On Feb. 25, five student led eco-initiatives will be on display at our annual benefit at the Notebaert Nature Museum in Chicago (free childcare ages 4-12). Each body of work represents the efforts of students age 8-18 years old from schools across Chicago. While the projects are as diverse in scope as the students themselves, each explains how their focus is applicable to personal, planetary and economic sustainability. The projects are as follows:
- Smyser Elementary's Green Team performed an audit of school waste and decided to take action! With the data, they are brainstorming ways to reduce, reuse, or recycle more of the waste that is currently being thrown out and sent to landfills. Their first approach will be to develop a presentation to help students and teachers understand the basics of recycling and promote classroom recycling. Their second goal is to implement a waste management system in their lunchroom, where students help other students and staff in recycling, composting, and using less.
- Students at Walter Payton College Prep High School were appalled at the amount of energy being devoted to lighting rooms that were empty, especially on the weekends. They plan to monitor lights in classrooms after school and collect data. Then, they will launch a school-wide initiative to educate people on how and why to remember to turn off lights and take another data set to gauge results.
- Building from a garden project started last year, students at Perspectives Math and Science Academy will learn about factors that affect plant growth and why much of our food is shipped from great distances. They will also design a system to grow plants utilizing student-made mini greenhouses from materials they find at home.
- The Lincoln Elementary School Eco-Action Team is embarking on a project to change the way their school uses paper. Students found that much of the paper that should be recycled is being diverted to waste bins, recycled paper is rarely being used, and unnecessary printing often takes place. To remedy these issues, students will reduce the overall use of paper in their school, improve their recycling program so that waste and recycling bins are being used properly, encourage teachers, students, and parents to use and reuse recycled paper, and will subscribe to an e-book site that allows students to read assigned texts on school computers.
- This past summer, students at Al Raby High School for Community and Environment worked tirelessly in our habitat restoration efforts in East Garfield Park. They reclaimed green spaces, removing juniper bushes which are a favorite of landscapers for their easy maintenance but do little to support plant or animal biodiversity. They also planted over 600 plugs of Native prairie grasses and plants in the area to co-create the initial living classroom which is being utilized in outdoor education programs by the school. They will continue to scale up their work sites, which support learning about flood water remediation, soil remediation, sustainable farming, urban permaculture, habitat restoration, vermiculture, wildlife monitoring, nutrition and wellness.
Polaris Elementary School students, winner of last year's Student Showcase at the 2011 Climate Cycle Benefit. This Friday, ABC 7’s Hosea Sanders will be showcasing one of the 2012 projects on the 5 p.m. news. Hosea will also be the MC for Climate Cycle’s Feb. 25 benefit.
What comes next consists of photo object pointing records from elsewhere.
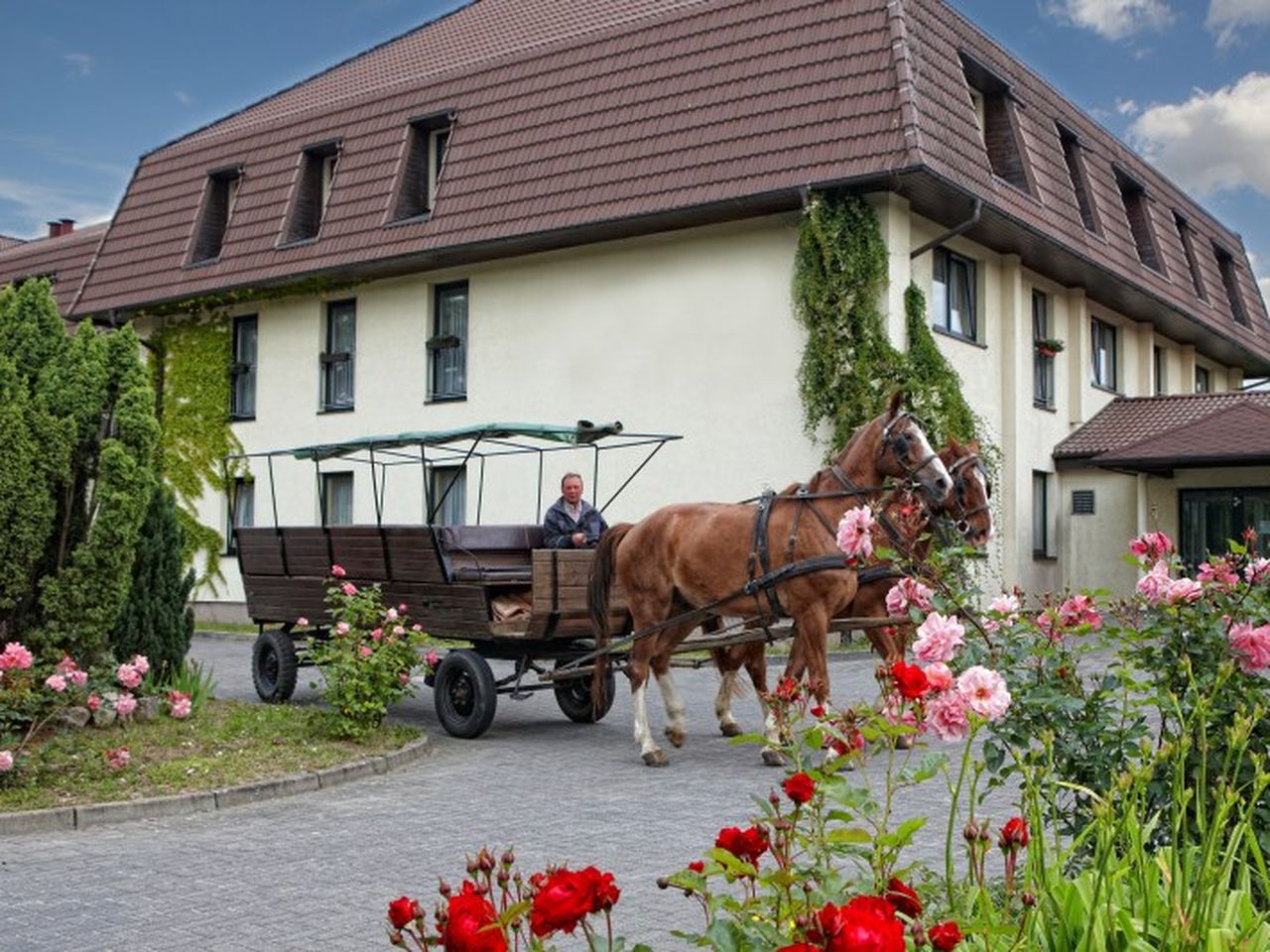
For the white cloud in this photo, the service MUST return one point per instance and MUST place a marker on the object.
(1228, 18)
(1213, 141)
(37, 204)
(81, 63)
(1114, 19)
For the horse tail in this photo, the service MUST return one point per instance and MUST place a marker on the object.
(599, 587)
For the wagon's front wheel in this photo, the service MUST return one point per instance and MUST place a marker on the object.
(273, 665)
(574, 697)
(465, 694)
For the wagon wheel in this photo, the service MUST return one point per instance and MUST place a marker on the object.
(463, 693)
(574, 697)
(273, 665)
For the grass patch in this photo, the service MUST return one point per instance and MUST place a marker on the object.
(226, 743)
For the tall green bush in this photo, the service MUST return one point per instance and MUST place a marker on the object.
(77, 419)
(157, 620)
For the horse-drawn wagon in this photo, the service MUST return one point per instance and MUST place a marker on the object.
(490, 585)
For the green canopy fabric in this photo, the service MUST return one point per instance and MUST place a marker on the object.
(580, 433)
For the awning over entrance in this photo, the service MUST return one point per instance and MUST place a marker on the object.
(1166, 433)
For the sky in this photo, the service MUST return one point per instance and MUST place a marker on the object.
(87, 86)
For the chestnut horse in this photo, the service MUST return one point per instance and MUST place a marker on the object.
(690, 561)
(969, 508)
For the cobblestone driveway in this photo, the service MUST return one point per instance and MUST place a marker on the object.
(316, 871)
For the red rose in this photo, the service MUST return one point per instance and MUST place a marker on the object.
(567, 896)
(1014, 834)
(864, 924)
(945, 936)
(799, 787)
(471, 923)
(910, 680)
(901, 895)
(402, 911)
(744, 844)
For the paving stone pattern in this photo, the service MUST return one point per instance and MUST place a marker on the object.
(316, 871)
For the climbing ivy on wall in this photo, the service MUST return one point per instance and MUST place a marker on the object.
(849, 367)
(191, 382)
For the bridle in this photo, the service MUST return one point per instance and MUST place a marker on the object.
(957, 472)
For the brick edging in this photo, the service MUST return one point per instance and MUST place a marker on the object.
(76, 817)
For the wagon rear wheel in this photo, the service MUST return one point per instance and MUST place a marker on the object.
(273, 665)
(465, 694)
(574, 697)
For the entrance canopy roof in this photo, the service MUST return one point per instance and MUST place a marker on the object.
(1166, 433)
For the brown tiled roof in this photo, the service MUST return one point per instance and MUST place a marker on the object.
(1196, 429)
(64, 258)
(581, 119)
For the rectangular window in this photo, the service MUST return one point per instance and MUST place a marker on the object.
(994, 112)
(243, 370)
(1188, 240)
(447, 347)
(1230, 281)
(1043, 359)
(426, 143)
(1138, 213)
(312, 191)
(336, 361)
(952, 295)
(448, 495)
(241, 509)
(1040, 515)
(1102, 353)
(1075, 158)
(336, 499)
(220, 195)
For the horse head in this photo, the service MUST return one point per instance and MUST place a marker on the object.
(969, 500)
(903, 451)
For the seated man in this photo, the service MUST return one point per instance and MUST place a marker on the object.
(572, 522)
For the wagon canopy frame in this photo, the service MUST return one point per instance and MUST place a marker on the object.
(454, 448)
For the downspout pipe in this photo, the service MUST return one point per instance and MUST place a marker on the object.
(952, 232)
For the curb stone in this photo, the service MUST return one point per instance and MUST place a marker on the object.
(63, 819)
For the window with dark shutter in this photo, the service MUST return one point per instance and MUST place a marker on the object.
(426, 145)
(313, 189)
(220, 194)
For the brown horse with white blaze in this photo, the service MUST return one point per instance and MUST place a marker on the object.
(690, 561)
(968, 506)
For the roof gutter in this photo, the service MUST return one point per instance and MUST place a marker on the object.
(975, 211)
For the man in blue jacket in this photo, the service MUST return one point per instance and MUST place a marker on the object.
(572, 522)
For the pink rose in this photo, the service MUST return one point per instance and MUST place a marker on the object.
(939, 638)
(984, 692)
(128, 675)
(855, 531)
(947, 715)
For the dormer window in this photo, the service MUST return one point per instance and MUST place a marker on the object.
(998, 125)
(220, 195)
(1137, 211)
(312, 193)
(1230, 281)
(1075, 158)
(426, 144)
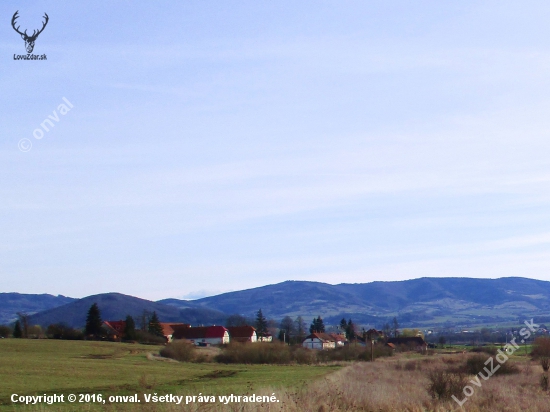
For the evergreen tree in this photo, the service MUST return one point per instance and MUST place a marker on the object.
(155, 328)
(350, 330)
(300, 328)
(286, 329)
(344, 326)
(129, 328)
(17, 332)
(395, 328)
(261, 324)
(320, 325)
(93, 321)
(317, 326)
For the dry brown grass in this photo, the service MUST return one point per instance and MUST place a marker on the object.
(380, 386)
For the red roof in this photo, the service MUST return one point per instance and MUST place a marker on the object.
(168, 328)
(323, 337)
(117, 325)
(201, 332)
(337, 337)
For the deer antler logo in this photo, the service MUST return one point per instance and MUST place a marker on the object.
(29, 40)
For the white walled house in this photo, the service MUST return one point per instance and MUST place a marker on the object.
(204, 335)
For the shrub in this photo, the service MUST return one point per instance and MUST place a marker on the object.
(411, 366)
(476, 364)
(443, 384)
(180, 350)
(544, 382)
(489, 350)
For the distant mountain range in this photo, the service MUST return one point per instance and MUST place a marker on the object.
(424, 302)
(116, 306)
(11, 303)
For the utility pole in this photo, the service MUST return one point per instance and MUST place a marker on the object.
(372, 350)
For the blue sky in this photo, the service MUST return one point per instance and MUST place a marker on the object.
(217, 146)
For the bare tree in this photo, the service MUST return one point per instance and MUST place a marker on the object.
(301, 328)
(24, 323)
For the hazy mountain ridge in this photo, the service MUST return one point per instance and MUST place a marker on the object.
(11, 303)
(418, 301)
(116, 306)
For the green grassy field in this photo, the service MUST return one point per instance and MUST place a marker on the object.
(34, 367)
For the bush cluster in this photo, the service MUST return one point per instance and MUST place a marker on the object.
(476, 364)
(180, 350)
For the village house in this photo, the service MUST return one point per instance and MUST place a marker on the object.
(169, 328)
(242, 333)
(203, 335)
(319, 341)
(416, 343)
(339, 339)
(374, 334)
(115, 329)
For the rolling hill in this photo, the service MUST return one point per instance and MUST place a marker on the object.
(424, 302)
(11, 303)
(116, 306)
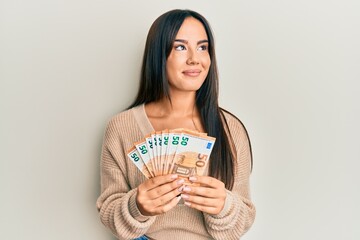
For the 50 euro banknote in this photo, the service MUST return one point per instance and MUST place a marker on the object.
(179, 151)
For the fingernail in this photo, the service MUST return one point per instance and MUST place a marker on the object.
(193, 179)
(184, 196)
(181, 181)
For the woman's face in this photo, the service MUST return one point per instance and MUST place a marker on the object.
(188, 63)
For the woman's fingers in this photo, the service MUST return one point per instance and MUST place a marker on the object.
(159, 194)
(157, 181)
(155, 193)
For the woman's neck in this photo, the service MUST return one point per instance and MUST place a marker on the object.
(179, 105)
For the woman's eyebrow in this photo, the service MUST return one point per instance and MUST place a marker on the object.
(186, 41)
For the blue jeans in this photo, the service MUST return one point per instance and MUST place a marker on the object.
(142, 238)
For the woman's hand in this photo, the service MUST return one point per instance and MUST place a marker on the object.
(159, 194)
(209, 197)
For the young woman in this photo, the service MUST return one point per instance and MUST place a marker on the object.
(178, 89)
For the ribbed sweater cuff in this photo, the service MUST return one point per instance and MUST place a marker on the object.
(227, 206)
(134, 210)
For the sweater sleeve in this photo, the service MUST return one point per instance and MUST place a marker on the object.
(238, 213)
(117, 201)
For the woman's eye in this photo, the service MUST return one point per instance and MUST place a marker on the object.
(179, 48)
(203, 48)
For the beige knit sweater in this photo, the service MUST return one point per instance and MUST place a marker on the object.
(120, 178)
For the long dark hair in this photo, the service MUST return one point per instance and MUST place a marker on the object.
(154, 86)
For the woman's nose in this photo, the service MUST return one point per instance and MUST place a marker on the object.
(192, 58)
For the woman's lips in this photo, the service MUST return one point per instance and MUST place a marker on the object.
(192, 72)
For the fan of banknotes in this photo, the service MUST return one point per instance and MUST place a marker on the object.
(178, 151)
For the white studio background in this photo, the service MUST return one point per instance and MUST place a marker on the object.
(288, 69)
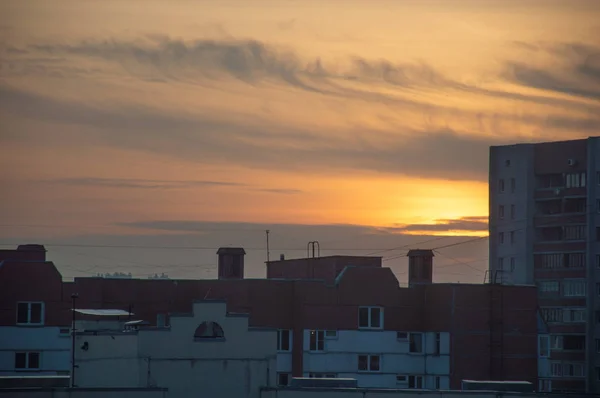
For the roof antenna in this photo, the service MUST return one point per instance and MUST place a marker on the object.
(267, 232)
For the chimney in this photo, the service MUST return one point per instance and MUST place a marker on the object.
(231, 262)
(420, 267)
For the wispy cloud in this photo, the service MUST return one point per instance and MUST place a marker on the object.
(474, 223)
(140, 183)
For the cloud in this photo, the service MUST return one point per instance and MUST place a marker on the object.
(140, 183)
(474, 223)
(576, 70)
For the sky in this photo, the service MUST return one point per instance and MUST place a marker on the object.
(135, 135)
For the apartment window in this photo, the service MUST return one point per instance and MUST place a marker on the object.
(27, 360)
(544, 346)
(550, 287)
(574, 315)
(30, 313)
(574, 288)
(415, 382)
(552, 314)
(556, 369)
(370, 317)
(575, 180)
(416, 343)
(574, 232)
(573, 342)
(283, 379)
(438, 344)
(368, 363)
(317, 340)
(573, 370)
(321, 375)
(284, 338)
(545, 385)
(574, 260)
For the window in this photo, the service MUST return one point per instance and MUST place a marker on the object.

In addition to those students on hand representing their respective projects on February 25, Climate Cycle’s newly launched Student Leadership Board members will also be in attendance. These students will be on hand to share their eco-aspirations and how they are being groomed to become the face of Climate Cycle.
The truth is that sustainability is something we’re all figuring out as we go along, because we don’t have ready examples of what a truly sustainable society looks like. Who better to unleash these secrets than young visionaries who can transform themselves into their own role models in the process?
We hope you will join us on February 25 at the Notebaert Nature Museum to meet the youth who will redefine our future.
Kudos to the emerging leaders in sustainability. Keep up the great work Climate Cycle!